Monday 10 October 2011

Camera Shots & Rendering

Below are a few of the shots that I produced for the project. The rest of the scenes that were also used were produced by other members of the group.

Low Angle Shot

This here is a low angle shot of the pod being lowered into the water by a crane. With both the sea platform and the submersible pod imported together, I started on animating the crane and the pod, with a rope in between them. The rope was created using a polygonal cylinder and applied a ncloth asset, making look more like a metal cord.

Smooth shaded preview of the shot. The rope object is selected as I set the tools to make move more like rope as the pod moves downwards and the crane rotates.

A rendered image of the shot with the lighting and texturing complete.



Above is a Quicktime clip of  the final shot showing the pod descending towards the ocean off screen.

High Angle Shot

Using the same scene, but with a few modifications, I set about producing a high angle shot in contrast with the low angle shot. Needed a high angle shot, as we needed to show more of the environment.

This smooth shaded preview shot shows the render settings where I intended to produce image files from each frame in the scene. Although we mainly used TIFF files, I sometimes used BMP format as it was what I'm used to.

Once the images were rendered, they were imported into After Effects to convert them into an image sequence and to be composited, changing the brightness, contrast and colour range if neccesary.
Rendered mental ray image of the shot, with phsyical lighting and ocean shader in the background.


Quicktime clip of the high angle shot.

Rendering

Once the scenes were done, modelling, texturing and lighting, we finished by rendering them to be used in the trailer. We accomplsihed this by using certain techniques which proved beneficial.


Some of the scenes that were done were rendered using passes, which we learnt about in tutorials. We only used certain passes which would render a certain layer of the scene and put them into images, which would then be composited together later in After Effects.

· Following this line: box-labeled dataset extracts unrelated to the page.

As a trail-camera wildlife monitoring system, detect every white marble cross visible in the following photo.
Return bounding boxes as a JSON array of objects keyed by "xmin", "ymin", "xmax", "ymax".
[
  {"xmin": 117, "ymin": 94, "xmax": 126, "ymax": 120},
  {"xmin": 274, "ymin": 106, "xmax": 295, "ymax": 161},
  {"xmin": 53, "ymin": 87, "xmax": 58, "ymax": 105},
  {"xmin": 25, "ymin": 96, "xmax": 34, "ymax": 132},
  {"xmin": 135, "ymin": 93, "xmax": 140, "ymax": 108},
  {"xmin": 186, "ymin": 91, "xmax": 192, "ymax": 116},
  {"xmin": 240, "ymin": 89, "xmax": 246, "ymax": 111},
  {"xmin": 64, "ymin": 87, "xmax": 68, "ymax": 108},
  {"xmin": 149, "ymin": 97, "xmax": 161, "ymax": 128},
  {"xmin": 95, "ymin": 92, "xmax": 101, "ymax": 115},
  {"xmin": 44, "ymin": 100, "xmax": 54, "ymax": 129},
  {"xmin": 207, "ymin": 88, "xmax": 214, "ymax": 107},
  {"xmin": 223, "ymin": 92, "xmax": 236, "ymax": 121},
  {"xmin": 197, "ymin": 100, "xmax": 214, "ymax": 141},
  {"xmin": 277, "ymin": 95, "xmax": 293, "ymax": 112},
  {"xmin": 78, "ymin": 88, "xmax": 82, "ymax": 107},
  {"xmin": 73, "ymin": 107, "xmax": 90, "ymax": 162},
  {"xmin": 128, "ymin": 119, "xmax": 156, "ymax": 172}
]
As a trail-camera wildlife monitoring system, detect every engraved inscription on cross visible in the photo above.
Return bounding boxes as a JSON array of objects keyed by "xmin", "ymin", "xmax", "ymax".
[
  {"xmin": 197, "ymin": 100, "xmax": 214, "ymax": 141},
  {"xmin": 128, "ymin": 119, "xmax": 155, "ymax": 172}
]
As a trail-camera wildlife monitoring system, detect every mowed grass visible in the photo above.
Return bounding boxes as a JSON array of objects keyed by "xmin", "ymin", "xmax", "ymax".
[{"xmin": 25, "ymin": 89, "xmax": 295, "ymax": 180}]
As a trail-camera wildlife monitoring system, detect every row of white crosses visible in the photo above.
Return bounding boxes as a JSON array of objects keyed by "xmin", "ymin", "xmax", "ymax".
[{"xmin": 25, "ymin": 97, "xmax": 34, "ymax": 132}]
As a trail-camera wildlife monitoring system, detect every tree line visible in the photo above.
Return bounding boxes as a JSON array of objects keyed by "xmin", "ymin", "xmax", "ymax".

Most of the scenes that were produced were rendered using a render farm, which was really helpful as it took less time to completely render every frame of a particular scene and more than one at a time, ones that would normally take hours to render. Was accomplished by submitting a job file, selecting the processes and the number of frames to render, once we linked the scene, the sub processes worked on each frame based the original render settings in the scene file.